As I grew older, I studied history, humanities, biology, and geology, eventually ending up in neuroscience. Over the years, the awareness of the common mythical narrative of the male sky god killing the female earth god came to be written about in more mainstream places, which made me realize how forward looking he was.

But starting around 9/11, I began to think a lot more carefully about energy and fossil fuel depletion (PDF on peak energy here). Fossil fuel energy was the new bronze, squared. It allowed humans to vastly increase their reach, their numbers, their roads and buildings, their knowledge, and their differentiation and interdependence. When my father was born (in the Hawaiian islands before they were a state), farmers predominated in the US, and all the other occupations fit into the other half. Now, farming is done by less than 2% of the population. We casually drive oil-powered multi-ton 100,000 watt vehicles over pavements of asphalt (oil) and concrete (limestone mined and cooked into cement using large amounts of other fossil fuels). The amount of energy used to power our road vehicles roughly equals the amount of power we distribute across our electric grid. We pump our diminishing fresh water supplies out of the ground with fossil fuel. We have gotten down to the dregs of oil and gas -- for example, extracted from super-rapidly depleting fracked wells, a 30 year old technology that has only been recently dusted off because the price got high enough to fund it, then 'subprime' it (!) (excellent PDF here), then have the high prices nearly crash the world economy. We have emptied the oceans of large fish using fossil fuels. We fertilize our exhausted soils with fossil fuels -- nitrogen fertilizer made using fossil fuel energy from fossil fuel methane feedstock, and phosphates mined using fossil fuel. One barrel of oil provides as much useful physical energy as a human slave working hard for an entire year -- and even at $90/barrel, it is still considerably cheaper than the cheapest human slave available today. This explains why we have been able to make so many more roads than the Romans -- or how China has managed to construct roads equivalent to the entire US interstate highway system in the last 10 years.

In a long-standing debate with my father, I began to see the uptake of fossil fuel energy as another kind of bronze age revolution, and perhaps one equally off on the wrong foot. Like bronze, fossil fuel provided an uptick in power and but also growth that utterly transformed the landscape, now extending to most of the earth's surface and even to the very composition of the atmosphere and the pH of the oceans.

In his later years, along with his interest in education (e.g., he designed a simple phonetic script that better represents where sounds are made in the mouth in order to aid children learning to read), my father became more interested in economics, money mechanics, and money psychology, avidly and expertly following the economy on a daily basis. To the very end, he retained a sunny hope for the future of humanity, despite the slings and arrows of growing inequality, which he detested. Harking back to what he had taught me about Earth history and human history as a boy, I argued the unique importance of energy for economic growth, and pointed to the fearful and relentless decline in energy return on energy investment (EROEI).

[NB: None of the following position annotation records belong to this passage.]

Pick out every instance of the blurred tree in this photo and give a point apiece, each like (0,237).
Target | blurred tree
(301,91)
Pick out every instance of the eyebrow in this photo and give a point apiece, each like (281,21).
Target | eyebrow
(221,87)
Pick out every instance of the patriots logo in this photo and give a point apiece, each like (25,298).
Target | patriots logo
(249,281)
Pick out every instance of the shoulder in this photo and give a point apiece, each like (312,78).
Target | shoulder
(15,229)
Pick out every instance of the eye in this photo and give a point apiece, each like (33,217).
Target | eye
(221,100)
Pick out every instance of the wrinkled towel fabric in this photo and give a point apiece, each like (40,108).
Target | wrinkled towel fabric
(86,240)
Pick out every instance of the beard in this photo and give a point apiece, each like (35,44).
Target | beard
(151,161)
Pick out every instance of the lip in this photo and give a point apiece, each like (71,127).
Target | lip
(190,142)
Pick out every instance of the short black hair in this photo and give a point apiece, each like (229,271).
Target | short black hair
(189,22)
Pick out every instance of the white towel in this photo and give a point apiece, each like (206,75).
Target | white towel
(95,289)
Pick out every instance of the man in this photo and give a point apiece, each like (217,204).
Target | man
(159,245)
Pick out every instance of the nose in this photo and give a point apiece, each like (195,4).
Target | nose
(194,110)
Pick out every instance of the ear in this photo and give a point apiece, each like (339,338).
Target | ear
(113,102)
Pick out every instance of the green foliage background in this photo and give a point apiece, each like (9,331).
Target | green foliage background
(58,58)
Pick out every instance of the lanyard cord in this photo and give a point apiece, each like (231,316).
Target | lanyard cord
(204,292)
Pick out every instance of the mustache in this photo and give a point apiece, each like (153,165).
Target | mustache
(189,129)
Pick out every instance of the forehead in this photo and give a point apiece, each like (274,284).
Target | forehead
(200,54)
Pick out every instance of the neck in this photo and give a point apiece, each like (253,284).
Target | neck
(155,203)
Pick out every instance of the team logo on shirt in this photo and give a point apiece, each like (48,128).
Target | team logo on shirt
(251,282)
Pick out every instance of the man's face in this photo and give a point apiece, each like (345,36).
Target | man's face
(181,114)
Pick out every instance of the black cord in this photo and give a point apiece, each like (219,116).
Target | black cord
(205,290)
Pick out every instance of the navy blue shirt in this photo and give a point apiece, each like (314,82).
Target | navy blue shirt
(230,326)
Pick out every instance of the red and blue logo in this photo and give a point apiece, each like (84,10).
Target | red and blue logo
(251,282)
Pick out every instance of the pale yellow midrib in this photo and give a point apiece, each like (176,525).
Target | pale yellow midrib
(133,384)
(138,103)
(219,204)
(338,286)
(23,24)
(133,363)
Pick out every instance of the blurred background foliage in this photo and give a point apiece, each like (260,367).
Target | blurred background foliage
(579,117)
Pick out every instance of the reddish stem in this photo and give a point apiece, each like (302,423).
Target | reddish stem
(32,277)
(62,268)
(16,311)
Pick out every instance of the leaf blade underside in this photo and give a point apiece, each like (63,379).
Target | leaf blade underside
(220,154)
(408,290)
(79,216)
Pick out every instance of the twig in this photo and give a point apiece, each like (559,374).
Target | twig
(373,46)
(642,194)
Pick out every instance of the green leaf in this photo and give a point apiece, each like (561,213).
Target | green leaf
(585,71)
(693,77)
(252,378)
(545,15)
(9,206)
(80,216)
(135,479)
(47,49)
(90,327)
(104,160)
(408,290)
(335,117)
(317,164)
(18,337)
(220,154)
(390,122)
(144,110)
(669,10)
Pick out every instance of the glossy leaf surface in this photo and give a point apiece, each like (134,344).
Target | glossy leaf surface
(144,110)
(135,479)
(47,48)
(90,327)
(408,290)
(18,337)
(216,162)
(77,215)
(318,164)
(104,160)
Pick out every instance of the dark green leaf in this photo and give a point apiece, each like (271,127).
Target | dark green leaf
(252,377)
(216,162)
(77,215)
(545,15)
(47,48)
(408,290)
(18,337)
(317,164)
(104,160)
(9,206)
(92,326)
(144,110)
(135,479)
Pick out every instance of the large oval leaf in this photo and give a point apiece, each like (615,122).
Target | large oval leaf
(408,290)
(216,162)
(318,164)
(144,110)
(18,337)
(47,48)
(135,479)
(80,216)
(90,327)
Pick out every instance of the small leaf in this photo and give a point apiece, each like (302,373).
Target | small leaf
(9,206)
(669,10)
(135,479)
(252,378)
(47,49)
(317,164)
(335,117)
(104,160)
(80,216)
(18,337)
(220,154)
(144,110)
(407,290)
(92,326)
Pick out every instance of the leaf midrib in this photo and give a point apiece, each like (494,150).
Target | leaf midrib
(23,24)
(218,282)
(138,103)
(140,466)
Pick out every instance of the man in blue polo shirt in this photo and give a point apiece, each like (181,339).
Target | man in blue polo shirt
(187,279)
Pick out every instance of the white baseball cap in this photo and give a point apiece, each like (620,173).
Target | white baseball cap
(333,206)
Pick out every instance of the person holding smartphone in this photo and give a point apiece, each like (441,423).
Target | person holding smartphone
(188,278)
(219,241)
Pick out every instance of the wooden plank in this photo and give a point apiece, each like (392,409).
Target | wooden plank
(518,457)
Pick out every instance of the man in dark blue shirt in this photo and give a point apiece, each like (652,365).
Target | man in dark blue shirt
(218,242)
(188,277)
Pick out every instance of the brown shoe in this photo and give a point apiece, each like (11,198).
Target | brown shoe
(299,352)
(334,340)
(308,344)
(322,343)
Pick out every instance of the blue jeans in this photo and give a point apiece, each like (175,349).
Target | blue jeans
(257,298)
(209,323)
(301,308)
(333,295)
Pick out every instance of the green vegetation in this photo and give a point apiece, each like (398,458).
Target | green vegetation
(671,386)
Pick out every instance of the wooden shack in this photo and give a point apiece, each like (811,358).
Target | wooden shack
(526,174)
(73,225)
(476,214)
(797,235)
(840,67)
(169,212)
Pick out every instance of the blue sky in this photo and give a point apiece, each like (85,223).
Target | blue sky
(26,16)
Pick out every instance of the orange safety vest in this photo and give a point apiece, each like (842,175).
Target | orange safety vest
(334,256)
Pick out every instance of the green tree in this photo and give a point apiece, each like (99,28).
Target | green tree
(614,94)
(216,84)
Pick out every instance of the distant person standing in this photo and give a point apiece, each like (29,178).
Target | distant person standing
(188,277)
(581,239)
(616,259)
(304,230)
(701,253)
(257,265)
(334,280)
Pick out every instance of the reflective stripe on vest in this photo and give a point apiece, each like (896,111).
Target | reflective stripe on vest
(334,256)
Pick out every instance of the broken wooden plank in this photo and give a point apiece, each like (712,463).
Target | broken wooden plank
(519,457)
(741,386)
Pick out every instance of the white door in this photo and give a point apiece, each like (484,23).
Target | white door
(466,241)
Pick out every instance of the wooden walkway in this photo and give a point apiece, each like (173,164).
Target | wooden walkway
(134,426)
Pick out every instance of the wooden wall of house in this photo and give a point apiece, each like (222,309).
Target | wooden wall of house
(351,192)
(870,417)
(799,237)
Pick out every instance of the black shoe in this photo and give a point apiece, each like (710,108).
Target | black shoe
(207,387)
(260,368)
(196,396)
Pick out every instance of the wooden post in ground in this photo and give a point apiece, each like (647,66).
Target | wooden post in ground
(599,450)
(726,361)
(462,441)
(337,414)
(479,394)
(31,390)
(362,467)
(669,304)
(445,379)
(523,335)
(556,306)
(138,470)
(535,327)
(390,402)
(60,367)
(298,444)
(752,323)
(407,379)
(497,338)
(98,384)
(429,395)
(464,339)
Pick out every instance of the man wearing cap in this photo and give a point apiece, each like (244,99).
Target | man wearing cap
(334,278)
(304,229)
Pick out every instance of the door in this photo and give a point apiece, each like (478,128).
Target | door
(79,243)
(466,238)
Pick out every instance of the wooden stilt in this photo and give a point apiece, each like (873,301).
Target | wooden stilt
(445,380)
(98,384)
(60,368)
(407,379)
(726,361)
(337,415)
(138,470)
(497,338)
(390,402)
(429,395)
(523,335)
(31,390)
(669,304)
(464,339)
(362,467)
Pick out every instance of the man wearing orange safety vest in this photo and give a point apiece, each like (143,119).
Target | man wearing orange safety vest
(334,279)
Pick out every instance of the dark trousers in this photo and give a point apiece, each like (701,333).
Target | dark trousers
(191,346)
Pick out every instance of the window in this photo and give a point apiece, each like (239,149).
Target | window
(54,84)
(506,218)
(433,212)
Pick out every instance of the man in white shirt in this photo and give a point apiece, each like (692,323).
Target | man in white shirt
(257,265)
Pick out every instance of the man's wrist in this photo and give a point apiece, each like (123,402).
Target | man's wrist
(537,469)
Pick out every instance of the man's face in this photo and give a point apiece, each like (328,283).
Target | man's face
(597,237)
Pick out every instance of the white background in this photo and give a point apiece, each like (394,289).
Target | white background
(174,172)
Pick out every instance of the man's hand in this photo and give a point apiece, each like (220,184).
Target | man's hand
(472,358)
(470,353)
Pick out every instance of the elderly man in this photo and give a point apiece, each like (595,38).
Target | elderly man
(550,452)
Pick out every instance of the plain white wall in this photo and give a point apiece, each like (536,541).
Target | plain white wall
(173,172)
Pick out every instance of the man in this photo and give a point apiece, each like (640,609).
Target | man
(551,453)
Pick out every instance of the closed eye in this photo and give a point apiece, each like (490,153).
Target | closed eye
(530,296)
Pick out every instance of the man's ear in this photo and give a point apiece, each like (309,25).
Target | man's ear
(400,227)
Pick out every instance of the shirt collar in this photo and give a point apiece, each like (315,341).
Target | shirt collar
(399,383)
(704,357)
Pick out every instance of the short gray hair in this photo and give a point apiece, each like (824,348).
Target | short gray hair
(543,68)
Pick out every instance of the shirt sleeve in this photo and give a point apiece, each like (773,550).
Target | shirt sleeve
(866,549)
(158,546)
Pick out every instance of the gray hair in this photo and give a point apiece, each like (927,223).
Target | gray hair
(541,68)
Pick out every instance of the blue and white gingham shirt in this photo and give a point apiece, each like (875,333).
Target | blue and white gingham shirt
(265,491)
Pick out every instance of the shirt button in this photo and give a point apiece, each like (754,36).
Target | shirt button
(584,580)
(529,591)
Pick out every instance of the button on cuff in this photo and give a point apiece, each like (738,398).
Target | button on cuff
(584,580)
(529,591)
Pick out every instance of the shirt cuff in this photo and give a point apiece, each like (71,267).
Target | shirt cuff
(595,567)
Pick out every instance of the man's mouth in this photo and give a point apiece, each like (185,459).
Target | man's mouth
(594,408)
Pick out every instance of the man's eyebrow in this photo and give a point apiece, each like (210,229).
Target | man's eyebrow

Tar sands are now only 3 to 1 (3 units returned for 1 invested, meaning 2 net units for 1 invested), which is a far cry from the days of my father's youth, when an investment of 1 unit of energy could return 100 units of oil energy. The energy supply game -- and economic growth, already staggering -- will be utterly over when one unit of energy invested returns less than one unit.

My father -- like many from his generation, and many on Naked Capitalism who read more about economics than geology and physics -- was convinced that scientists would eventually come up with something when the fossil fuel chips were all played, and the right price signals were there.

Though I strongly doubt this is possible, I sincerely hope that my father was right, and that I am wrong. May he rest in peace.